By Karine KalantarianBako Sahakian, Nagorno-Karabakh’s president-elect, declined to shed light Friday on the composition of his cabinet, saying he has not yet started forming it.
“No discussions are being held on the next government at the moment,” he told RFE/RL by phone. “We are getting ready for the September 7 inauguration ceremony.”
Sahakian swept to a landslide victory in the July 19 presidential election, capitalizing on the backing of the unrecognized Nagorno-Karabakh Republic’s outgoing President Arkady Ghukasian and four main political parties. Two of those parties have been in opposition to Ghukasian.
The broad-based support prompted suggestions that the new Karabakh leader could share power with his diverse political allies. But he has so far been tight-lipped about the likely make-up of his cabinet.
“Right now we are reviewing the work which we did during the election campaign,” said Sahakian. “We received about 3,000 letters. Two working groups are looking into those letters.”

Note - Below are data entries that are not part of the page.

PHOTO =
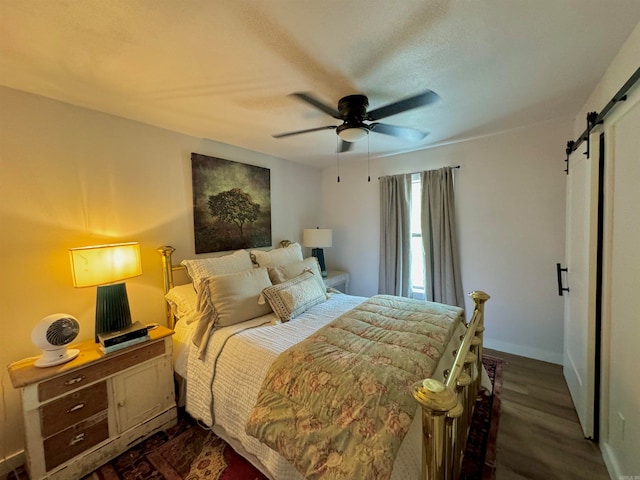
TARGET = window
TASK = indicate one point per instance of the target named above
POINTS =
(417, 250)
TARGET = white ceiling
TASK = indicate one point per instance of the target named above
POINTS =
(224, 69)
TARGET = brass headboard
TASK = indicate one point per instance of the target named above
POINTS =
(167, 276)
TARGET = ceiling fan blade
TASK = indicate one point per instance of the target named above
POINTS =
(345, 146)
(400, 106)
(298, 132)
(406, 133)
(306, 97)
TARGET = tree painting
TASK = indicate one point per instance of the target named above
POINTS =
(234, 206)
(231, 204)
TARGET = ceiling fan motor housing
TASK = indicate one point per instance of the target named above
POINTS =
(353, 108)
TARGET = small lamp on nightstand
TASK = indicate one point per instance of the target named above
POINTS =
(105, 266)
(317, 239)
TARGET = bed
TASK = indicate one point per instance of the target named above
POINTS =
(247, 316)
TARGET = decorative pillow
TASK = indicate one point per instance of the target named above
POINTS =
(234, 297)
(293, 297)
(200, 269)
(278, 256)
(183, 302)
(283, 273)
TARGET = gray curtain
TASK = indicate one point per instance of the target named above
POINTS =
(443, 282)
(395, 235)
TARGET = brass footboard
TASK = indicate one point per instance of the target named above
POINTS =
(447, 407)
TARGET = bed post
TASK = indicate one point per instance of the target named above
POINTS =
(167, 275)
(436, 400)
(447, 408)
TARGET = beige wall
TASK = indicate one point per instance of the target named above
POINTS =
(71, 177)
(620, 392)
(510, 201)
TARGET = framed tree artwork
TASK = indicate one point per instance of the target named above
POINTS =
(231, 204)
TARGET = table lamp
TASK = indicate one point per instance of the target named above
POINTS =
(317, 239)
(106, 266)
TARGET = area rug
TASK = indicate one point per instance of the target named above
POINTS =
(189, 452)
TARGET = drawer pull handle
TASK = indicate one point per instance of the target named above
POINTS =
(74, 380)
(76, 408)
(77, 439)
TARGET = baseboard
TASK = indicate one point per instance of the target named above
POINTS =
(609, 457)
(11, 463)
(535, 353)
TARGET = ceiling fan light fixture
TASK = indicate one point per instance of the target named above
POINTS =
(352, 134)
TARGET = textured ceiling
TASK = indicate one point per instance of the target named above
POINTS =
(224, 69)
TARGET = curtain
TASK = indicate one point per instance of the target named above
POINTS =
(395, 235)
(443, 282)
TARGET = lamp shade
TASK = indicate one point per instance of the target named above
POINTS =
(103, 264)
(317, 237)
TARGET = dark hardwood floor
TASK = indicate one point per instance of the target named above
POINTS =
(539, 435)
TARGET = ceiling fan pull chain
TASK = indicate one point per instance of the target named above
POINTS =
(338, 157)
(368, 160)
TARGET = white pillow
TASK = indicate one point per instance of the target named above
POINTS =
(278, 256)
(183, 302)
(201, 269)
(234, 296)
(286, 272)
(295, 296)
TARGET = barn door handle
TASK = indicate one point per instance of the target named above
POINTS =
(559, 269)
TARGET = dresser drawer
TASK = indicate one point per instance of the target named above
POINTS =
(73, 408)
(71, 442)
(108, 366)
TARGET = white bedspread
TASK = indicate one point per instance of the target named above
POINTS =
(249, 350)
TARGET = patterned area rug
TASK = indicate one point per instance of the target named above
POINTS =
(189, 452)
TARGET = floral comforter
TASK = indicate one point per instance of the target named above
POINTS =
(338, 404)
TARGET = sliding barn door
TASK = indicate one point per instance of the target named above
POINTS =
(621, 290)
(580, 278)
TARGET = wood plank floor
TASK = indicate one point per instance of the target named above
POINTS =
(539, 436)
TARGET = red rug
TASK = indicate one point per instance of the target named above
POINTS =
(189, 452)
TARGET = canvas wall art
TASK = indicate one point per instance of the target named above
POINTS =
(231, 204)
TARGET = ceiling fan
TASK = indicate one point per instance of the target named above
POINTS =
(352, 110)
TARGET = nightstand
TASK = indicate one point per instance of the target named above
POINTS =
(337, 279)
(83, 413)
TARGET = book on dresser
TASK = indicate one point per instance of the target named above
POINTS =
(125, 337)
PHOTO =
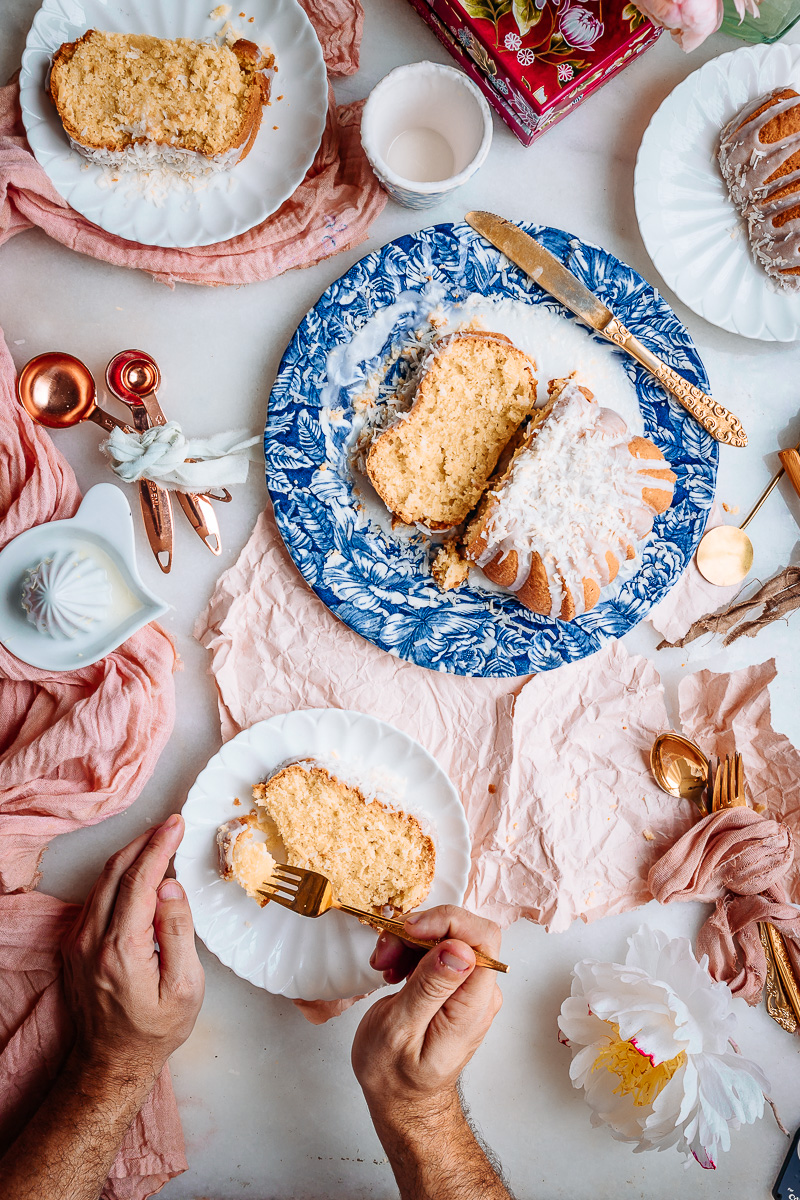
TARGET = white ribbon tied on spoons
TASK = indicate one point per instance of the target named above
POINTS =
(162, 454)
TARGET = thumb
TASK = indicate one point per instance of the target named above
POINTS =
(434, 981)
(175, 934)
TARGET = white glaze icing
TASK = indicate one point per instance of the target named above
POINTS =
(65, 594)
(572, 496)
(747, 163)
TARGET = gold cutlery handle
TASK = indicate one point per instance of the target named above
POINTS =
(785, 971)
(396, 927)
(715, 419)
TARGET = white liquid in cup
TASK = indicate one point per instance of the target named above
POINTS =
(421, 155)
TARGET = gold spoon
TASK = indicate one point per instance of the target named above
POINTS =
(725, 555)
(683, 771)
(680, 768)
(58, 390)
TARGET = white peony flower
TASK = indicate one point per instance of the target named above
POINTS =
(650, 1047)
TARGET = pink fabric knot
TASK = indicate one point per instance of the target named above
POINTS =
(739, 859)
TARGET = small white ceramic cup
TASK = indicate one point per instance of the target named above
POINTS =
(425, 129)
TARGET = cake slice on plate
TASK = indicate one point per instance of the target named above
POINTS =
(376, 857)
(132, 101)
(759, 159)
(473, 394)
(576, 497)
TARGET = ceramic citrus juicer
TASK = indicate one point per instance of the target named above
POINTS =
(70, 591)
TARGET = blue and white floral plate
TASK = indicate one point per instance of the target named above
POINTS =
(378, 582)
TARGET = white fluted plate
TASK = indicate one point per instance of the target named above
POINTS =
(326, 958)
(233, 201)
(691, 229)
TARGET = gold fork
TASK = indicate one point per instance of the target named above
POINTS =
(782, 991)
(311, 894)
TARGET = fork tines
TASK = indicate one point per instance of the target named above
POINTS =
(282, 885)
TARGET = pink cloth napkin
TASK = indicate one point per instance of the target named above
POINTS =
(692, 597)
(739, 859)
(553, 773)
(74, 749)
(330, 211)
(35, 1036)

Sahakian, who headed Karabakh’s main security agency until recently, said during the election campaign that, if elected, he will ensure continuity in policies pursued by Ghukasian. He said on Friday that one of his first tasks will be to tackle “new forms of bureaucratic red tape” and pay particular attention to impoverished rural communities.
According to Karlen Avetisian, the NKR’s permanent representative to Yerevan, Sahakian will not change the Karabakh Armenians’ position on the conflict with Azerbaijan.
The authorities in Stepanakert are increasingly frustrated with their lack of direct involvement in the ongoing Armenian-Azerbaijani peace talks. Ghukasian, in power since 1997, has also voiced misgivings about international mediators’ existing peace proposals.
Commenting on Ghukasian’s decade-long track record, Avetisian singled out his role in what he described as Karabakh’s successful “transition from semi-military to civilian rule.” “This has been a difficult and dangerous process,” Avetisian told a news conference. “If it hadn’t happened, we could have met the fate of Chechnya.”